We are pleased that the General Medical Council (GMC) has changed its policy on how long it publishes sanctions imposed on doctors, but do not believe it sufficiently considers individual doctors’ circumstances.
Currently all sanctions on a doctor’s registration, imposed by either a fitness to practise panel or an interim orders panel, remain on the medical register indefinitely, even after the sanction no longer applies.
However, following the GMC’s consultation around the information published and disclosed about a doctor’s fitness to practise (FTP), changes will be introduced in 2017. [1] The aim is to strike the right balance between transparency and proportionality, and reflect human rights and data protection law, while ensuring public protection.
The changes include a time limit on information published about doctors regarding sanctions placed on their practice. For those who have had conditions on their registration, or a suspension of up to three months, it is a limit of ten years and for those who have been suspended for more than three months, a limit of 15 years.
Although Medical Protection supports a number of the proposed changes, it is disappointing to see that the GMC is not making a distinction between the nature of an undertaking/sanction, and the time limits given, something we recommended in our response to the consultation. Nor have they fully addressed the need for a proportional balance between transparency and openness in the public interest and being fair to individual doctors, which we look at in further detail below.
• Under the proposed changes the GMC does not clearly differentiate between restrictions imposed after an FTP hearing where there have been findings of fact made, and other restrictions where there have been no findings of fact, such as mutually agreed undertakings or interim orders. For example, a doctor who has been suspended whilst being investigated, and then found to have the allegations unproven at an FTP hearing would still have this information publically listed for 15 years. In those circumstances it would be entirely wrong for the interim suspension to be published for 15 years, while the exoneration would not be. This requires proper consideration and clarification. *
• The GMC currently makes no distinction between two scenarios. The first; a newly qualified doctor who is found to require some clinical remediation, and is given undertakings which they have entirely satisfied, will have this information on public record for ten years. The second; a more senior doctor who, with a much more serious issue, is subject to prolonged conditions or undertakings of a more onerous nature, will have the same time limit given. Ten years will have a significantly bigger impact on a junior doctor at the start of their career in comparison to a senior clinician with the same infringement towards the end of theirs. We believe the impact this could have on the junior doctor is disproportionate to the public interest. The time limits placed on a junior doctor in this case, may have an excessively adverse impact on the doctor’s career, when compared to their more senior colleague.

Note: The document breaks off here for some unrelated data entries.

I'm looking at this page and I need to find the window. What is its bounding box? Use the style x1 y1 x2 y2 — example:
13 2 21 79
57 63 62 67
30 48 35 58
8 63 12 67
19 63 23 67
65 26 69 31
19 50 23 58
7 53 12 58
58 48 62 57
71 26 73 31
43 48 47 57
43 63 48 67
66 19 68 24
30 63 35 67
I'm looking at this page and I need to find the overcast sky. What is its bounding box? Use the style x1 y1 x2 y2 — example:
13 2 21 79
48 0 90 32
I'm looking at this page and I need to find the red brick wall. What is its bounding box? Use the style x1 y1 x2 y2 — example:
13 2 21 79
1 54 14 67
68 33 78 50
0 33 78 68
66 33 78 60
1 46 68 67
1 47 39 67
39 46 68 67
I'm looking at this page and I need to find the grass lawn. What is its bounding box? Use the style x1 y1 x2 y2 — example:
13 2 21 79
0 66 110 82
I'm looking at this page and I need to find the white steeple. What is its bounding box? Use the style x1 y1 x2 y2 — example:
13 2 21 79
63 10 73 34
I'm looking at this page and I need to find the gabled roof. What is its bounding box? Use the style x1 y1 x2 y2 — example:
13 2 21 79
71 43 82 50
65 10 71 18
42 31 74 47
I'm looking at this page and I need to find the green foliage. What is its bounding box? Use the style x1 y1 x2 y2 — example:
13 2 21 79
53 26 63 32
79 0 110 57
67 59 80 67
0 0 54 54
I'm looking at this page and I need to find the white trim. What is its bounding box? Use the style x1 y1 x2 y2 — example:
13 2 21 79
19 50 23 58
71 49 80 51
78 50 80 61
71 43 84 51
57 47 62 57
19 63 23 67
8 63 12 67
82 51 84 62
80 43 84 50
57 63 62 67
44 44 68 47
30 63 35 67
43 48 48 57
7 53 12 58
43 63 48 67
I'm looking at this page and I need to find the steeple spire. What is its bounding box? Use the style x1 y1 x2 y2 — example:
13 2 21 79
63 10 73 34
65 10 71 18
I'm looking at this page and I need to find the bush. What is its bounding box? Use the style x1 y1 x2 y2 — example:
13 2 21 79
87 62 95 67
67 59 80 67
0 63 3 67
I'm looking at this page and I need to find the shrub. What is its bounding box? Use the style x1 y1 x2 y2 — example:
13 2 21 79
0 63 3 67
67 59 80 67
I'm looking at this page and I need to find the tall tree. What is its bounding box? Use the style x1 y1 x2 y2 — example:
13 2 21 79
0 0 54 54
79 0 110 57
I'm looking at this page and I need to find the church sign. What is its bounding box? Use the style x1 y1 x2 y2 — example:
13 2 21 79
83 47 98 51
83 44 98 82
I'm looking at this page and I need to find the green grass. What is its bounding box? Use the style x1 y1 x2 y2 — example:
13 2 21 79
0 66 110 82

• Niall Dickson, Chief Executive of the General Medical Council, said: “Patients have a right to know if there have been any serious concerns about a doctor…” Whilst patients have a right to know that practising doctors are safe, and that the regulator is doing its job, we do not believe a patient needs to know about minor infringements remediated 15 years ago.
The GMC consultation stated that it will continue to use its discretionary powers on a case-by-case basis, in line with their legislative framework. We believe there should be scope for discretion according to the severity and seriousness of the matter. A junior doctor involved in a relatively minor matter and subject to a short period of condition or undertakings, and who has entirely satisfied these on review, could have a publication time limit of 10 to 15 years if the guidelines are applied without careful thought.
More consideration needs to be given to individual doctors’ circumstances. We are keen to share our extensive knowledge and expertise in this area with the GMC to assist in working towards a policy which is transparent and fair.
1. The GMC consulted on its publication and disclosure policies which, under the Medical Act, allow the GMC to:
• Publish decisions made about a doctor by a fitness to practise panel
• Withhold information about a person’s health where it is considered to be confidential
• Publish or disclose information about a doctor to any person where it is considered to be in the public interest
The consultation covered information published about fitness to practise decisions on the GMC’s website and on the decisions page of the Medical Practitioners Tribunal Service (MPTS).The consultation took place between 1 July 2015 and 23 September 2015.
*Note added on 14 June 2016: The GMC has clarified that where an interim order has been placed on a doctor’s registration but their case is subsequently closed without any finding of impairment or warning, the information about the interim order is removed from the doctor’s online record [Publication and disclosure policy, para 8]. We are pleased that this is the case. The GMC understood that their List of publication time limits may have been unclear and will edit it to clarify it relates to substantive sanctions only.
Daniel Kremer is a medicolegal adviser at Medical Protection and previously practised as a general practitioner.